Journal: 2004/March - Proceedings of the National Academy of Sciences of the United States of America
ISSN: 0027-8424
Abstract:
The pathogenesis of incipient Alzheimer's disease (AD) has been resistant to analysis because of the complexity of AD and the overlap of its early-stage markers with normal aging. Gene microarrays provide new tools for addressing complexity because they allow overviews of the simultaneous activity of multiple cellular pathways. However, microarray data interpretation is often hindered by low statistical power, high false positives or false negatives, and by uncertain relevance to functional endpoints. Here, we analyzed hippocampal gene expression of nine control and 22 AD subjects of varying severity on 31 separate microarrays. We then tested the correlation of each gene's expression with MiniMental Status Examination (MMSE) and neurofibrillary tangle (NFT) scores across all 31 subjects regardless of diagnosis. These well powered tests revealed a major transcriptional response comprising thousands of genes significantly correlated with AD markers.

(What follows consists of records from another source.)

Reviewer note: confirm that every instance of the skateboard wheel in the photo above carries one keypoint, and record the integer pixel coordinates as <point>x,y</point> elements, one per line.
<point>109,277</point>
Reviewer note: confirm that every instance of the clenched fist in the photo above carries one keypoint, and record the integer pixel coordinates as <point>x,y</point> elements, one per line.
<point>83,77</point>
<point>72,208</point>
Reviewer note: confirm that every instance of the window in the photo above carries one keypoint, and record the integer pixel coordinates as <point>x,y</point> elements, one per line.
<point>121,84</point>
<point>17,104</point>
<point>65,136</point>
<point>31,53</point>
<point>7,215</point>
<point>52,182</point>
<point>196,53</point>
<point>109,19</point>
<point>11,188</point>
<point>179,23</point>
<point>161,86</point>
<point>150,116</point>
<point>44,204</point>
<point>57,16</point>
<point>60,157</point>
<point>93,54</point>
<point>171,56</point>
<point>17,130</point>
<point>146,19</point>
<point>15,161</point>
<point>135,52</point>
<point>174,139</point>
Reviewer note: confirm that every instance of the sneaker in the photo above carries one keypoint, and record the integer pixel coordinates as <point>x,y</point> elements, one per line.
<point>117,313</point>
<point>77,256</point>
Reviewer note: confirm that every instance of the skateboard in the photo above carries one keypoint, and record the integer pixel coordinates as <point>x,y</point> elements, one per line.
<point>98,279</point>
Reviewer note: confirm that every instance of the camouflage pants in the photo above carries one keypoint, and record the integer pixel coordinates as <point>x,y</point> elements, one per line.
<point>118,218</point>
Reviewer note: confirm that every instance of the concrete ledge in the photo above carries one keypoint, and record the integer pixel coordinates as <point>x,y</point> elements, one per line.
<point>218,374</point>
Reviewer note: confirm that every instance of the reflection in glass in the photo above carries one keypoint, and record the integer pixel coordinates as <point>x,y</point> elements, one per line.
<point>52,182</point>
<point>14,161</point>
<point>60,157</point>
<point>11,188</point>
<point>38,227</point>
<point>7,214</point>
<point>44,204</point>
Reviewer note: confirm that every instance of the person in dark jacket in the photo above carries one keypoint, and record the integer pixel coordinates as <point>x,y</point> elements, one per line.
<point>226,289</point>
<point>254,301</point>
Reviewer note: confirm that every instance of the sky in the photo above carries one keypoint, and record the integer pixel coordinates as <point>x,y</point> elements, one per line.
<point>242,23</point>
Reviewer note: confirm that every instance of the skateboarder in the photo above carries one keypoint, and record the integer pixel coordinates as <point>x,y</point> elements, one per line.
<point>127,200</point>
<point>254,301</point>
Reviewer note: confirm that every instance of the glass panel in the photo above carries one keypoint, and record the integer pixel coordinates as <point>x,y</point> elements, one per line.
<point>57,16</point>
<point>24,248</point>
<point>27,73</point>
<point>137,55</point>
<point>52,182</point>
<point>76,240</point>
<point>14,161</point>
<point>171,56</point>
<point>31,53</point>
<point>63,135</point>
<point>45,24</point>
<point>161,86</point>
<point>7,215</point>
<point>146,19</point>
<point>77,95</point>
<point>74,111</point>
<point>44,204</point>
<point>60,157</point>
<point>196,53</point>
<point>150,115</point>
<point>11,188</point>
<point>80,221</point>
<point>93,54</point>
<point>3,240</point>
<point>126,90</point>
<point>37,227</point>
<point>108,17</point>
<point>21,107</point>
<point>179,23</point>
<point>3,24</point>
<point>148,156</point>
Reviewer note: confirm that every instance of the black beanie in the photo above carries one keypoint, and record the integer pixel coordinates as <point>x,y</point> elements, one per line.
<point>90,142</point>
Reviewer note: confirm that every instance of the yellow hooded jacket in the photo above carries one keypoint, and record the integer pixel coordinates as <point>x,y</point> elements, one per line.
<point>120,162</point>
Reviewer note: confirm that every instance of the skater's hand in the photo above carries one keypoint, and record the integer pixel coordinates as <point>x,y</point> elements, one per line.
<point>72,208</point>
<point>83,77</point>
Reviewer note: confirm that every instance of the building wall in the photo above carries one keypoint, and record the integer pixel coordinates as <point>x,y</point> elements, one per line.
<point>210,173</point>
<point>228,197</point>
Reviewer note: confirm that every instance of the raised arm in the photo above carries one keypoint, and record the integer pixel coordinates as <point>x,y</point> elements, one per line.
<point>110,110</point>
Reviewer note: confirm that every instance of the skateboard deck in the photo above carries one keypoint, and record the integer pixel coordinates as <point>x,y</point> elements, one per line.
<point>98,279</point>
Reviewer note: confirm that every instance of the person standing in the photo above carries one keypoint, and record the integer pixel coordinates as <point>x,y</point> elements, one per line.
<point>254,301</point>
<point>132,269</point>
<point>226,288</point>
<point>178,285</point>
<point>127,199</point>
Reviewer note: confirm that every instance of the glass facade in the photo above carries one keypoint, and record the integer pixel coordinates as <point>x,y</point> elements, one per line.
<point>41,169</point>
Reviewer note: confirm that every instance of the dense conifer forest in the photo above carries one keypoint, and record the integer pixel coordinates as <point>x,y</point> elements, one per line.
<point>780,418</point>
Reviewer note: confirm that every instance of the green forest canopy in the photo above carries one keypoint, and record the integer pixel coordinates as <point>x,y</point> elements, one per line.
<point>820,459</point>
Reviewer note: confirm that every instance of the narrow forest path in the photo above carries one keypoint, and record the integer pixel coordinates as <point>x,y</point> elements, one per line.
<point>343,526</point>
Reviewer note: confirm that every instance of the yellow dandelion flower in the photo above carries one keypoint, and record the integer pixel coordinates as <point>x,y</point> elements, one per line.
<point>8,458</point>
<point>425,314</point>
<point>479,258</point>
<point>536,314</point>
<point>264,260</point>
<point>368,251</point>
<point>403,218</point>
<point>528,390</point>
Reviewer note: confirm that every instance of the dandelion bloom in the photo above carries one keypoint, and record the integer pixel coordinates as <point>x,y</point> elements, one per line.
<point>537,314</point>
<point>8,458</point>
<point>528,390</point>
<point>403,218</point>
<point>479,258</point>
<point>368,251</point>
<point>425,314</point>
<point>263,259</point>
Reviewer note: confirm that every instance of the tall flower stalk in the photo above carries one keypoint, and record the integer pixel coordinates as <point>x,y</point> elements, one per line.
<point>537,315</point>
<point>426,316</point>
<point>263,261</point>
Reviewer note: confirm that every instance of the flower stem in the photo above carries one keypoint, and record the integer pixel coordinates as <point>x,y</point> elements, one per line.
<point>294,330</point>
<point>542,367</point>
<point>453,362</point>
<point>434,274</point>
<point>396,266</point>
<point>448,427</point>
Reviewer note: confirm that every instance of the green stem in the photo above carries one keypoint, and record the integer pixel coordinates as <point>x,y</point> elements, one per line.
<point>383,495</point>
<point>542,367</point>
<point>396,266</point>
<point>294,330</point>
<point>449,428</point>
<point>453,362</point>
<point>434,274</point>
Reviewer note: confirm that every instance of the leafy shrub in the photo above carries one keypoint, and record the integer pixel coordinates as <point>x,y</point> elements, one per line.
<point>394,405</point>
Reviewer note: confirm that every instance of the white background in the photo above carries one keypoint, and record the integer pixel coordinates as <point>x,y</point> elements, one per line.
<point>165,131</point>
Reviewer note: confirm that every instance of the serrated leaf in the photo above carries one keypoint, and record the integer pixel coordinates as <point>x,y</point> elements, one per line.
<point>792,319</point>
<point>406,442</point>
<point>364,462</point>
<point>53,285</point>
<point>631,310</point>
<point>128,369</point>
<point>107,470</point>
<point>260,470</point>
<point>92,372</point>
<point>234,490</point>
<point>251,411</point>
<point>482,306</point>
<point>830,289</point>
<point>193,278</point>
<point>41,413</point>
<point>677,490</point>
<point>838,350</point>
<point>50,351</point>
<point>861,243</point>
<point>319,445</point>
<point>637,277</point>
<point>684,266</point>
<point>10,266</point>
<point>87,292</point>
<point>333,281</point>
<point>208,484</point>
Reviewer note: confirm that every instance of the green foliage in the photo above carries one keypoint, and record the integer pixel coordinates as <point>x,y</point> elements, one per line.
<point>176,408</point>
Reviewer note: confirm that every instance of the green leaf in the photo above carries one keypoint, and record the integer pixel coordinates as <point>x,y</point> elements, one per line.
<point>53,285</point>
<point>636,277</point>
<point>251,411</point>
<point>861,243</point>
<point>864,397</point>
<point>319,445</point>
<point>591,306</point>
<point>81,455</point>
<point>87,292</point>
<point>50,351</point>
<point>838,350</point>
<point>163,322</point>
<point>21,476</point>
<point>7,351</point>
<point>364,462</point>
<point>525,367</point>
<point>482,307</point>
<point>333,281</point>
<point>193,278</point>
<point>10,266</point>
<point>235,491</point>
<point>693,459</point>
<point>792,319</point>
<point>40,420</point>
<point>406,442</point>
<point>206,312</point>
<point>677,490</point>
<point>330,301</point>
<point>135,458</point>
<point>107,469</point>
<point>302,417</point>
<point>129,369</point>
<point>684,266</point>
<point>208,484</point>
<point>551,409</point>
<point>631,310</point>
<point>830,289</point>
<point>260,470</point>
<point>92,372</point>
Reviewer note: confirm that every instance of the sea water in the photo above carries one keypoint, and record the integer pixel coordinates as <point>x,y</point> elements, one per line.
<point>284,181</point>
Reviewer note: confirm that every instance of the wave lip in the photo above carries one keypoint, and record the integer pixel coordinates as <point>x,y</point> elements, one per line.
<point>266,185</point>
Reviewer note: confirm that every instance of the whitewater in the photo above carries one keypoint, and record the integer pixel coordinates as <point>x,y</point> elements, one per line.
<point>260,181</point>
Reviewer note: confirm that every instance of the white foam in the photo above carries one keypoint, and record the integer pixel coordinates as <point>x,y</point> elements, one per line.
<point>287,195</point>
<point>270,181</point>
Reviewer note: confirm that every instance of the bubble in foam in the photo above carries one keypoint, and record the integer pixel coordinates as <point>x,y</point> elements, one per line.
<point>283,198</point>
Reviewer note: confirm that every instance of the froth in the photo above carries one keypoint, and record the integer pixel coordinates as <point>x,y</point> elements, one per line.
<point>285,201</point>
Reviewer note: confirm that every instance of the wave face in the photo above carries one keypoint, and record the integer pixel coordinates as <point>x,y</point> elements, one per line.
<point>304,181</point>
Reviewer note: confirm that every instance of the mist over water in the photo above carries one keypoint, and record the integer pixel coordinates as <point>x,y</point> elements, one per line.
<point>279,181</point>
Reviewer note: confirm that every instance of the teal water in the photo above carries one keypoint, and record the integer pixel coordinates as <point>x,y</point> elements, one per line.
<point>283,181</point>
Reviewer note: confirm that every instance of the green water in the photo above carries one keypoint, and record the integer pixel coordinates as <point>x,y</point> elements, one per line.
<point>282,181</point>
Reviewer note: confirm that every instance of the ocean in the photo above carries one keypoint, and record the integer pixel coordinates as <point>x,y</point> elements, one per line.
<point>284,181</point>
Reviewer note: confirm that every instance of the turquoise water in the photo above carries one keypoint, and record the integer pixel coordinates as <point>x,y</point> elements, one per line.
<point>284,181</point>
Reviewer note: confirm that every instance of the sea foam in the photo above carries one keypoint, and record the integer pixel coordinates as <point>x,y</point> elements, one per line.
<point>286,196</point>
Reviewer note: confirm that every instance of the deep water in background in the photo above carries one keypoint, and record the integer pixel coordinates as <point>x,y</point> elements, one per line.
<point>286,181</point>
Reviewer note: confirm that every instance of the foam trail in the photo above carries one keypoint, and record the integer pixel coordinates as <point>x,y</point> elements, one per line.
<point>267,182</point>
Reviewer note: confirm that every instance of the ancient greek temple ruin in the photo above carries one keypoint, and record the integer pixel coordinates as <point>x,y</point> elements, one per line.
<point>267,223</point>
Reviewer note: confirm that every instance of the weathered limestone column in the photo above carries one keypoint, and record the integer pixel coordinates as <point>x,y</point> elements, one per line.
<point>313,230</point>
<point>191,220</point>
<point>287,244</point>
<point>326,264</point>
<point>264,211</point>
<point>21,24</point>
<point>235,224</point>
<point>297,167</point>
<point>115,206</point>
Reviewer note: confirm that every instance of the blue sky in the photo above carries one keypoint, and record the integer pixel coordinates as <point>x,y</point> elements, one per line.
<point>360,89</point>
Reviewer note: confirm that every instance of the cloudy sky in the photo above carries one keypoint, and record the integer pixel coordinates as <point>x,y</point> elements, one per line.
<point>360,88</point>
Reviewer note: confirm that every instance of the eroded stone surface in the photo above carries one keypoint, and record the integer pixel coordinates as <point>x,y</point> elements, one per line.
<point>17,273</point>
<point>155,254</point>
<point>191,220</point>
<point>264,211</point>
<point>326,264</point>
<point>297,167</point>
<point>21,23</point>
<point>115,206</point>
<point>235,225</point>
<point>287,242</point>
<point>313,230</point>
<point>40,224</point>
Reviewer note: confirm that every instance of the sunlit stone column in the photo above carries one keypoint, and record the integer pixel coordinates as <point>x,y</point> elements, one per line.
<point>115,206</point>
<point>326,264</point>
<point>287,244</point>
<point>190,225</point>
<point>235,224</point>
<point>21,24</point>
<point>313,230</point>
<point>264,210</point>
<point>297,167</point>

Several hundred of these genes were also correlated with AD markers across only control and incipient AD subjects (MMSE>> 20). Biological process categories associated with incipient AD-correlated genes were identified statistically (ease program) and revealed up-regulation of many transcription factor/signaling genes regulating proliferation and differentiation, including tumor suppressors, oligodendrocyte growth factors, and protein kinase A modulators. In addition, up-regulation of adhesion, apoptosis, lipid metabolism, and initial inflammation processes occurred, and down-regulation of protein folding/metabolism/transport and some energy metabolism and signaling pathways took place. These findings suggest a new model of AD pathogenesis in which a genomically orchestrated up-regulation of tumor suppressor-mediated differentiation and involution processes induces the spread of pathology along myelinated axons.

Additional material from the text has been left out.